# Avatar/Pics?



## Luvs2Cook (Jan 7, 2009)

What sites do you get your avatar pics from? Some of them are really cool!


----------



## Andy M. (Jan 7, 2009)

Mine is a photo I took.  I know others' are too.


----------



## Katie H (Jan 7, 2009)

Mine is a picture of our kitty, Ashley.


----------



## RobsanX (Jan 7, 2009)

I googled "onion"...


----------



## Jeekinz (Jan 7, 2009)

Mine is supposed to be animated.  I can't remember the site it's from, just Google avatars.  

"Fun With Steak"


----------



## Luvs2Cook (Jan 7, 2009)

Is that from  a site like photo bucket?


----------



## GB (Jan 7, 2009)

Mine is one of my own photos.


----------



## Adillo303 (Jan 7, 2009)

My current avitar is a coach made of ice from the Fairbanks Ice Festival. It was resized using "Paint"

AC


----------



## miniman (Jan 7, 2009)

Mine is my family, taken by a friend.


----------



## sattie (Jan 7, 2009)

I change mine up from time to time, some are personal pics, others I get from photo bucket or anywhere I see something interesting that I feel represents me.


----------



## Luvs2Cook (Jan 7, 2009)

I guess what I was really asking was what, if any sites you use for non personal pics? ThankX


----------



## Erinny (Jan 7, 2009)

I tried Googling free avatars and found mine. There's a boatload of them out there and it will be hard for you to choose one! Happy hunting.


----------



## jennifer75 (Jan 15, 2009)

Off topic slightly.....when does my profile picture get displayed on the boards??? How many posts does it require??????


----------



## QSis (Jan 15, 2009)

Mine's a photo of my tattoo.

Lee


----------



## Andy M. (Jan 15, 2009)

jennifer75 said:


> Off topic slightly.....when does my profile picture get displayed on the boards??? How many posts does it require??????




It doesn't.  It's for your profile.  

If you want to have a picture appear on your posts, you have to add it as your avatar.  That's a separate process from the profile picture you put up.  It can be the same picture but you have to load it as an avatar.


----------



## Adillo303 (Jan 15, 2009)

jennifer75 - Your profile picture does not display on the boards.
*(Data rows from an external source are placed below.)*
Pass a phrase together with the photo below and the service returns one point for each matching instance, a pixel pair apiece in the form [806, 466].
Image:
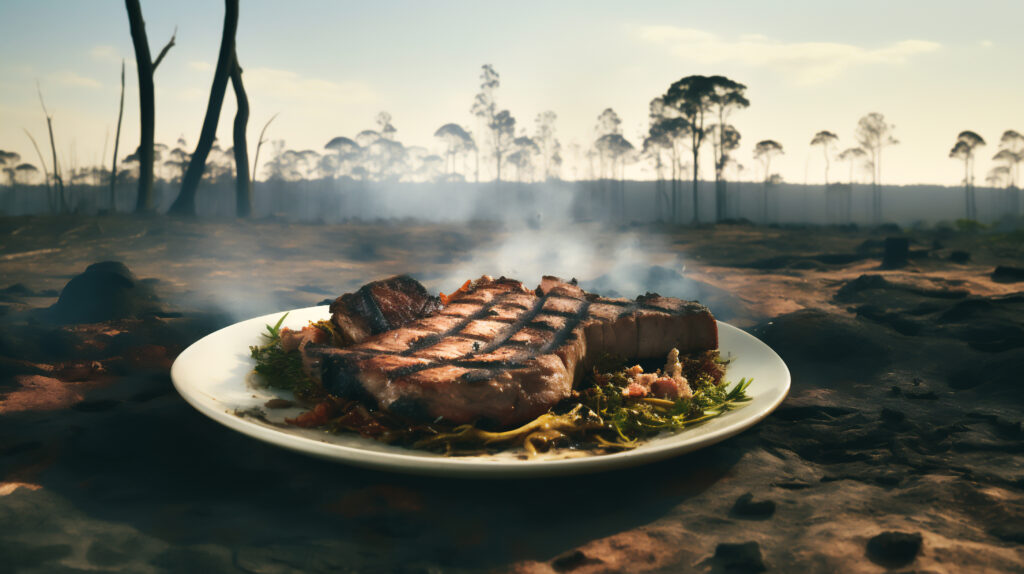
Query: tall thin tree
[243, 185]
[967, 142]
[826, 140]
[117, 142]
[145, 67]
[873, 134]
[185, 203]
[765, 150]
The picture that displays is your avitar.

User CP > edit Avitar (On the left side)

AC


----------



## jennifer75 (Jan 15, 2009)

D'oh!


----------



## Kathleen (May 23, 2011)

*South Park Me*

I'm at home today due to sniffles.  Not having much to do but sit here and wheeze, I made a "South Park Me."  It's free to do.  Here is the URL.  I love the internet!  

If anyone else makes a "South Park" character, please post!


----------



## pacanis (May 23, 2011)

QSis said:


> Mine's a photo of my tattoo.
> 
> Lee


 
I never knew that Red Sox avatar you used was your tatoo.


----------



## spork (May 23, 2011)

I'll check it out and maybe create a zombie south park fanged rabbit to post for your antihistamine-induced garden-neglected slumbering nightmares, Kathleen.  Google us for soup, and take care!


----------



## Kathleen (May 23, 2011)

Thanks!  I love soup.  Maybe your zombie will play waiter and bring it to me!


----------



## spork (May 23, 2011)




----------



## Kathleen (May 23, 2011)

spork said:


>





Simply awesome!


----------